Burning fossil fuels creates carbonic acid and increases the ocean’s acidity, which can lead to consequences such as weakened coral reefs, harm to shellfish, and impacts on the entire marine food web.
Knor and co-authors analyzed a 35-year record of ocean carbon measurements made by the Hawaiʻi Ocean Time-series program throughout the entire water column—from the surface to nearly three miles deep—at the open ocean field site 60 miles north of Oʻahu at Station ALOHA.

They found that in all layers, there are increases of carbon from natural decomposition of sinking organisms. In some layers, accelerated acidification is associated with fresher and colder waters.
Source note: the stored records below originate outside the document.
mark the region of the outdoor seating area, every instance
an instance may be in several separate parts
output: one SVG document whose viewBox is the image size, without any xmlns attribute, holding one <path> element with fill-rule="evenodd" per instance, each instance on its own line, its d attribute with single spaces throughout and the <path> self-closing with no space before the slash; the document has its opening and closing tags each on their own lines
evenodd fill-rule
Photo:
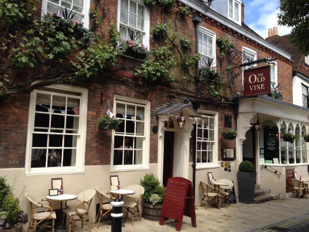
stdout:
<svg viewBox="0 0 309 232">
<path fill-rule="evenodd" d="M 203 191 L 203 196 L 201 202 L 201 206 L 203 201 L 205 201 L 205 209 L 207 209 L 208 202 L 210 201 L 213 202 L 212 206 L 216 206 L 220 209 L 221 207 L 221 199 L 226 202 L 226 207 L 230 205 L 229 198 L 232 192 L 234 186 L 233 182 L 229 180 L 222 179 L 218 181 L 214 181 L 210 179 L 210 182 L 208 184 L 201 181 L 200 183 Z"/>
<path fill-rule="evenodd" d="M 292 192 L 291 193 L 290 198 L 291 198 L 292 196 L 294 195 L 294 196 L 298 197 L 298 199 L 300 199 L 301 197 L 307 197 L 307 199 L 309 188 L 308 188 L 308 184 L 306 183 L 305 182 L 307 182 L 307 183 L 309 182 L 309 181 L 302 181 L 296 179 L 291 179 L 290 181 L 293 186 L 293 189 Z M 307 197 L 306 197 L 306 194 L 307 195 Z"/>
</svg>

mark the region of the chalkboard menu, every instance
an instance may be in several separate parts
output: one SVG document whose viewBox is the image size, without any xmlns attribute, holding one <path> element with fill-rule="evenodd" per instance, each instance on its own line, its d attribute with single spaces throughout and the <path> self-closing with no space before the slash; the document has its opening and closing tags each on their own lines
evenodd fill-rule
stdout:
<svg viewBox="0 0 309 232">
<path fill-rule="evenodd" d="M 233 183 L 234 182 L 232 181 Z M 232 191 L 231 192 L 231 194 L 229 195 L 229 202 L 230 204 L 234 204 L 237 203 L 237 199 L 236 198 L 236 194 L 235 192 L 235 188 L 234 185 L 233 185 L 233 188 L 232 189 Z"/>
<path fill-rule="evenodd" d="M 277 134 L 278 131 L 269 127 L 264 127 L 264 148 L 266 151 L 275 151 L 278 149 Z"/>
</svg>

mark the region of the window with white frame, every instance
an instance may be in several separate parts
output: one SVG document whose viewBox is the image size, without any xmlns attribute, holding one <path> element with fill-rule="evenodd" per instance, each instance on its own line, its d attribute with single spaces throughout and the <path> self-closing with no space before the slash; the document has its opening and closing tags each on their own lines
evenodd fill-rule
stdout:
<svg viewBox="0 0 309 232">
<path fill-rule="evenodd" d="M 150 103 L 120 96 L 114 102 L 116 117 L 122 122 L 113 133 L 112 166 L 145 167 L 149 155 Z"/>
<path fill-rule="evenodd" d="M 303 107 L 307 108 L 308 108 L 308 87 L 302 84 L 302 93 L 303 96 Z"/>
<path fill-rule="evenodd" d="M 278 70 L 277 62 L 274 61 L 274 65 L 270 66 L 270 87 L 275 88 L 278 85 Z"/>
<path fill-rule="evenodd" d="M 87 93 L 62 85 L 31 93 L 26 173 L 83 169 Z"/>
<path fill-rule="evenodd" d="M 42 11 L 46 14 L 55 11 L 62 15 L 62 11 L 65 12 L 66 6 L 69 12 L 73 9 L 72 15 L 76 12 L 74 19 L 83 22 L 84 26 L 88 28 L 90 0 L 44 0 L 42 1 Z"/>
<path fill-rule="evenodd" d="M 131 39 L 149 44 L 149 14 L 147 7 L 141 0 L 119 0 L 118 28 L 122 40 Z"/>
<path fill-rule="evenodd" d="M 307 65 L 309 65 L 309 55 L 305 57 L 305 63 Z"/>
<path fill-rule="evenodd" d="M 216 34 L 205 28 L 199 27 L 198 52 L 201 54 L 200 65 L 208 64 L 208 59 L 213 58 L 213 66 L 216 66 Z"/>
<path fill-rule="evenodd" d="M 255 51 L 248 48 L 243 47 L 243 52 L 245 56 L 244 58 L 243 58 L 243 63 L 256 60 L 256 52 Z M 252 65 L 245 66 L 244 68 L 245 70 L 248 69 L 251 67 L 256 66 L 256 64 L 255 64 Z M 243 73 L 244 72 L 243 72 Z"/>
<path fill-rule="evenodd" d="M 227 0 L 227 16 L 239 24 L 241 22 L 241 2 L 237 0 Z"/>
<path fill-rule="evenodd" d="M 196 163 L 198 165 L 215 164 L 216 162 L 218 123 L 216 114 L 201 113 L 197 130 Z"/>
</svg>

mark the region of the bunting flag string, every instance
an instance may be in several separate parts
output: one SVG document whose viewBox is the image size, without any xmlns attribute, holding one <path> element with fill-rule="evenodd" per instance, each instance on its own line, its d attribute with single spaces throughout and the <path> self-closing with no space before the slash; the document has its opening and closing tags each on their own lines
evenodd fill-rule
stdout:
<svg viewBox="0 0 309 232">
<path fill-rule="evenodd" d="M 51 112 L 52 113 L 53 113 L 54 111 L 60 111 L 61 114 L 64 114 L 66 113 L 65 110 L 55 110 L 55 109 L 52 109 L 49 107 L 46 107 L 46 106 L 44 106 L 44 105 L 42 105 L 42 104 L 41 103 L 41 101 L 40 101 L 40 98 L 39 99 L 38 101 L 36 102 L 36 105 L 40 105 L 41 107 L 43 107 L 44 108 L 46 108 L 47 109 L 47 110 L 48 110 L 49 113 L 50 113 L 50 112 Z M 79 108 L 79 107 L 76 107 L 75 108 L 73 108 L 72 109 L 67 110 L 66 111 L 67 111 L 69 110 L 73 110 L 73 112 L 74 112 L 74 114 L 76 115 L 78 115 L 78 108 Z"/>
</svg>

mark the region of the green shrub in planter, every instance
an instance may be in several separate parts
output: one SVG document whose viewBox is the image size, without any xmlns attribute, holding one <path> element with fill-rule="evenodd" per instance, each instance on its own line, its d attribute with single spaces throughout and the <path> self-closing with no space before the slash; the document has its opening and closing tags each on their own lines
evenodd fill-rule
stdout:
<svg viewBox="0 0 309 232">
<path fill-rule="evenodd" d="M 244 172 L 254 172 L 254 166 L 251 162 L 245 160 L 239 165 L 239 171 Z"/>
</svg>

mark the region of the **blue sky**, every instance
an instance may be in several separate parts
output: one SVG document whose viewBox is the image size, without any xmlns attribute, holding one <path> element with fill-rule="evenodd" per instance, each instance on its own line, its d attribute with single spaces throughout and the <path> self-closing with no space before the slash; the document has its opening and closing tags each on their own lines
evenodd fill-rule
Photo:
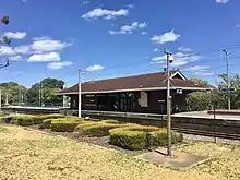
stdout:
<svg viewBox="0 0 240 180">
<path fill-rule="evenodd" d="M 83 81 L 163 71 L 163 49 L 173 53 L 171 69 L 216 83 L 240 65 L 239 0 L 1 0 L 0 15 L 10 24 L 0 34 L 0 82 L 31 86 L 44 77 L 72 85 Z"/>
</svg>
Their discovery was published in the “Journal of Geophysical Research: Oceans.”
“Deeper waters are already naturally quite acidic in the North Pacific, so quickly increasing acidity could negatively impact plankton species and other organisms that live below the surface,” Knor said. “In the long run, these changes in ocean chemistry also make it harder for the ocean to keep taking up more CO₂ from the atmosphere.”
Researchers, fisheries managers, and coral conservationists are concerned with the combined impacts of ocean acidity events and marine heat waves, which have increased due to unusual conditions in the ocean and atmosphere, and strong, multi-year El Niño events.
Subsurface waters at Station ALOHA are formed farther north in the Pacific, so changes in seawater properties impacted by evolving environmental conditions in other areas of the North Pacific are then transported by ocean currents into the deeper layers of the ocean around Hawaiʻi.
“We illustrate that regional-scale changes in source water chemistry and circulation are substantial drivers of the subsurface intensification of ocean acidification around Hawaiʻi,” said Christopher Sabine, co-author of the article and School of Ocean and Earth Science and Technology oceanography professor.
Currently, the research team is investigating the carbon specifically from human-made sources in the water column at Station ALOHA and how that is changing over time in different layers.